# The N-armed bandit problems

Let's look at a famous reinforcement learning problem called the N-armed bandit problem. A client in a casino, has access to several levers, each one yielding money with a different distribution of probabilities. Given that the client has no prior knowledge of these distributions, he must tries each lever several times before he can infer which one is best. Of course, this involves a tradeoff between trying a lever whose payoff is uncertain (a.k.a exploring) and repeatedly using the lever that yields the highest return in average.

This seemingly simple problem is a classic in the machine learning field and many nontrivial algorithm were devised to find an operational solution to it. Inspiration for the examples below example was drawn from *Reinforcement Learning:
An Introduction*, a book by Richard S. Sutton and Andrew G. Barto, which is also available as html

Here, I consider only two very simple strategies, namely Monte-Carlo simulations and an $\epsilon$-greedy strategy. Their performance is assessed by running a large number of simulations for each of them. The programming challenge will be to write a Python program whose computation time does not increase to fast so as to make this comparison feasible. Luckily, Python has many available options to optimize optimize. We will use this learning exercise to review two of them: vectorization and Just-In-Time copmilation.

[This notebook was initially conceived as an interactive exercise for the Workshop on High Performance Computing that took place before the CEF 2014 conference in Oslo. Each bullet point was meant as a question to solve by participant.

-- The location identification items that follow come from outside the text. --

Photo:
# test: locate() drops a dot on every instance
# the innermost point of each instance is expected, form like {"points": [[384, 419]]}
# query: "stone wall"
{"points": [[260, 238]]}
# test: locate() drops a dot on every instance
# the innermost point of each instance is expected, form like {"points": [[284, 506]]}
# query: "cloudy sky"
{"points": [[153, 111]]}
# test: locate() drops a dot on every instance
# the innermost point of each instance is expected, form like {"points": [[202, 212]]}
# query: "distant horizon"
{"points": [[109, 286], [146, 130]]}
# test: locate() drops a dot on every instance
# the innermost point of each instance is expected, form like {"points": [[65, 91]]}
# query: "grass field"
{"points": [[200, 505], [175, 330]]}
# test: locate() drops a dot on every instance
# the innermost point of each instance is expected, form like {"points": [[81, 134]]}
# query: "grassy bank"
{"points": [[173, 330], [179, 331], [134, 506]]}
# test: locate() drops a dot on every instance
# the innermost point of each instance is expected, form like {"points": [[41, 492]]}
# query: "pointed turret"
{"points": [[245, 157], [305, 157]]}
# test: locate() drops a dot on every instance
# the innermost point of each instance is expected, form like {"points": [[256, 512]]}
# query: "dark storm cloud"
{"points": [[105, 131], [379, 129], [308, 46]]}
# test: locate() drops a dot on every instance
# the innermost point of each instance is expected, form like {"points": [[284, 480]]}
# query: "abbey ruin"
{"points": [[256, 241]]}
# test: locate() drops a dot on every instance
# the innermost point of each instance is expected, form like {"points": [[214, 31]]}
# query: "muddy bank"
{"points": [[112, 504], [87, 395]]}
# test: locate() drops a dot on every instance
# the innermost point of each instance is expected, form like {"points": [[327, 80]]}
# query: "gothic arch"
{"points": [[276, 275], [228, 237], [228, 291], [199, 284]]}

You can download the initial exercise without the answers from here : [give link].

## Try it yourself !

If you run this notebook on your computer, and if you drop the `n_armed_bandit_game.py`

, in the same directory as the notebook, you can try to play the N-armed bandit game yourself.

Click each button in turn and try to maximize the total discounted value. The value reported next to each button $i$ is the average of the past payoffs for bandit $i$.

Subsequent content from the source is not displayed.